| 要旨トップ | 目次 | 日本生態学会第62回全国大会 (2015年3月、鹿児島) 講演要旨
ESJ62 Abstract


一般講演(ポスター発表) PA1-144 (Poster presentation)

ヤナギルリハムシ幼虫の食害が節足動物群集に与える影響

*平野 滋章 (京大 生態研),大串 隆之 (京大 生態研)

陸上生態系では、植物は餌や住居を節足動物に提供している。これまで、節足動物による植物の利用には、植物の形態や防衛物質などの表現型が大きく関わっていると考えられている。最近になって、植食性昆虫による食害が植物の防衛物質の量を増加させ、その効果が同じ植物を利用する他の節足動物にまで波及することがわかってきた。このような植食性昆虫による植物を介した間接的な効果は、単に一種の受け取り手だけでなく、群集を構成する複数種に同時に影響を与える。そのため、植食性昆虫の食害による植物の防衛形質の変化は、陸上節足動物群集の形成に関わる重要なメカニズムとして注目され始めている。しかし、植食者による食害が植物上の群集構造に与える影響はまだ理解できていない。
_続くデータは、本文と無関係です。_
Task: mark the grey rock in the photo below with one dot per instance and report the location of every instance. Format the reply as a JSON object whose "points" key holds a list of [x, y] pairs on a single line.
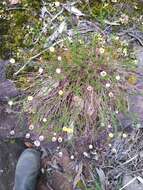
{"points": [[9, 154]]}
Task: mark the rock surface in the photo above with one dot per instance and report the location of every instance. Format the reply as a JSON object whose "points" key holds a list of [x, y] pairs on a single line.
{"points": [[9, 154]]}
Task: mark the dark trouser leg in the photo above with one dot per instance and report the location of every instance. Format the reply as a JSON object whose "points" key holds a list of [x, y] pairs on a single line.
{"points": [[27, 170]]}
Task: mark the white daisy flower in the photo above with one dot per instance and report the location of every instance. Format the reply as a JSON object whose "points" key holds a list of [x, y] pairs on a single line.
{"points": [[109, 126], [111, 94], [90, 146], [101, 50], [60, 154], [60, 139], [110, 145], [40, 70], [52, 49], [89, 88], [54, 139], [12, 60], [103, 73], [12, 132], [124, 135], [72, 157], [58, 70], [57, 3], [31, 127], [30, 98], [44, 120], [61, 92], [108, 85], [37, 143], [59, 58], [41, 138], [27, 136], [111, 135], [118, 77], [10, 102], [116, 111], [114, 150]]}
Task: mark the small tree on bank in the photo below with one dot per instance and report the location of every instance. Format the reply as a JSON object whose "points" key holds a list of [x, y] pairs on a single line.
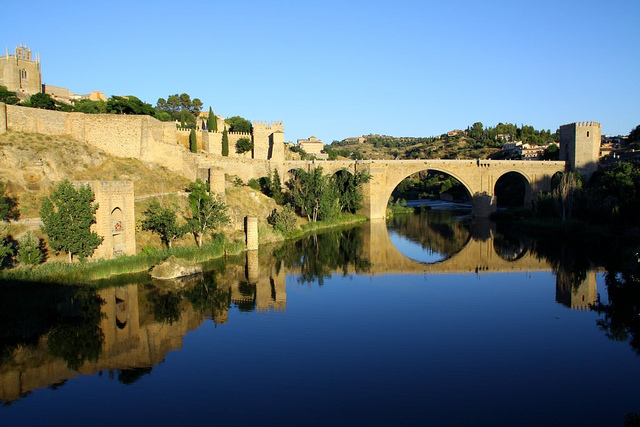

本研究では、ジャヤナギと、ヤナギ科のスペシャリスト植食者であるヤナギルリハムシ幼虫(以下ハムシ幼虫)を用いて、ハムシ幼虫による食害が、その後ジャヤナギ上に形成される植食性昆虫の群集構造に与える影響を調べた。ポットに挿し木したジャヤナギの株をガラス温室内で育成し、ハムシ幼虫に食害させる処理と食害させない処理に分けた。その後、ジャヤナギの株を野外のヤナギ林園に移動し、各株を訪れる節足動物の種と個体数を記録し、株ごとの植食性昆虫の群集構造、個体数、種数、均等度を処理間で比較した。その結果、植食性昆虫の個体数と種数には処理間で有意な差は見られなかった。一方、ハムシ幼虫の食害によって、ジャヤナギを利用する植食性昆虫の群集構造が変化し、また均等度が低下することが明らかになった。これは、優占種であるヤナギルリハムシ成虫の個体数が食害株で増加しことと、ヤナギケアブラムシなどの個体数が食害株で減少したことによると考えられる。